I cannot find any example where the -fno-trapping-math option has an effect.
I would expect -ftrapping-math to disable optimizations that may affect whether traps are generated or not. For example the calculation of an intermediate value with extended precision using x87 instructions or FMA instructions may prevent an overflow exception from occurring. The -ftrapping-math option does not prevent this.
Common subexpression elimination may result in one exception occurring rather than two, for example the optimization 1./x + 1./x = 2./x will generate one trap rather than two when x=0. The -ftrapping-math option does not prevent this.
Please give some examples of optimizations that are prevented by -fno-trapping-math.
Can you recommend any documents that explain the different floating point optimization options better than the gcc manual, perhaps with specific examples of code that is optimized by each option? Possibly for other compilers.

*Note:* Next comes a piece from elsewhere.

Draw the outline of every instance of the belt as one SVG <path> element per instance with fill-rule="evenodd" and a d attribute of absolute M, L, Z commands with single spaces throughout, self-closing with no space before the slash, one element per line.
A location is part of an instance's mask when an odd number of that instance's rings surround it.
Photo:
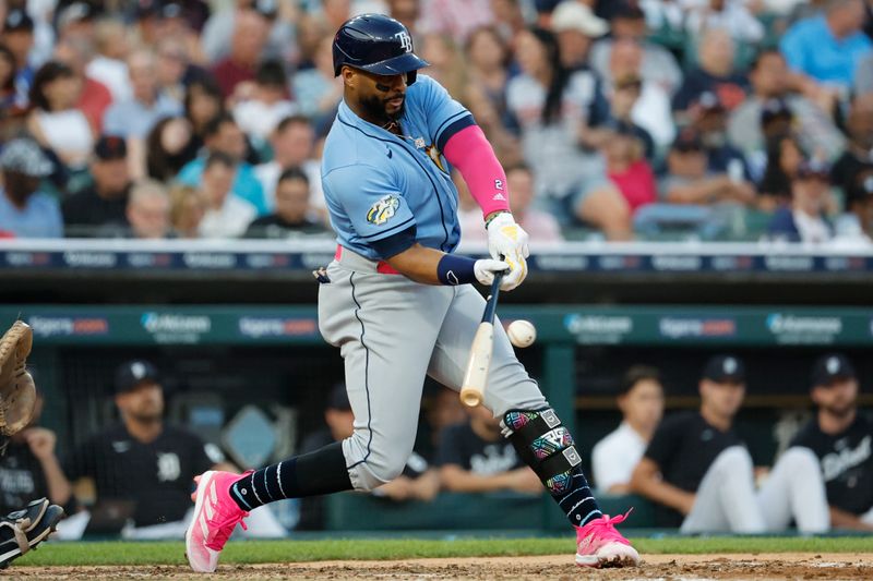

A simple example is as follows:
float foo()
{
float a = 0;
float nan = a/a;
return nan;
}
Compiled with GCC 7.3 for x64, at -O3
:
foo():
pxor xmm0, xmm0
divss xmm0, xmm0
ret
...which is pretty self-explanatory. Note that it's actually doing the div (despite knowing that 0/0 is nan), which is not especially cheap! It has to do that, because your code might be trying to deliberately raise a floating point trap.
With -O3 -fno-signaling-nans -fno-trapping-math
:
foo():
movss xmm0, DWORD PTR .LC0[rip]
ret
.LC0:
.long 2143289344
That is, "just load in a NaN and return it". Which is identical behavior, as long as you're not relying on there being a trap.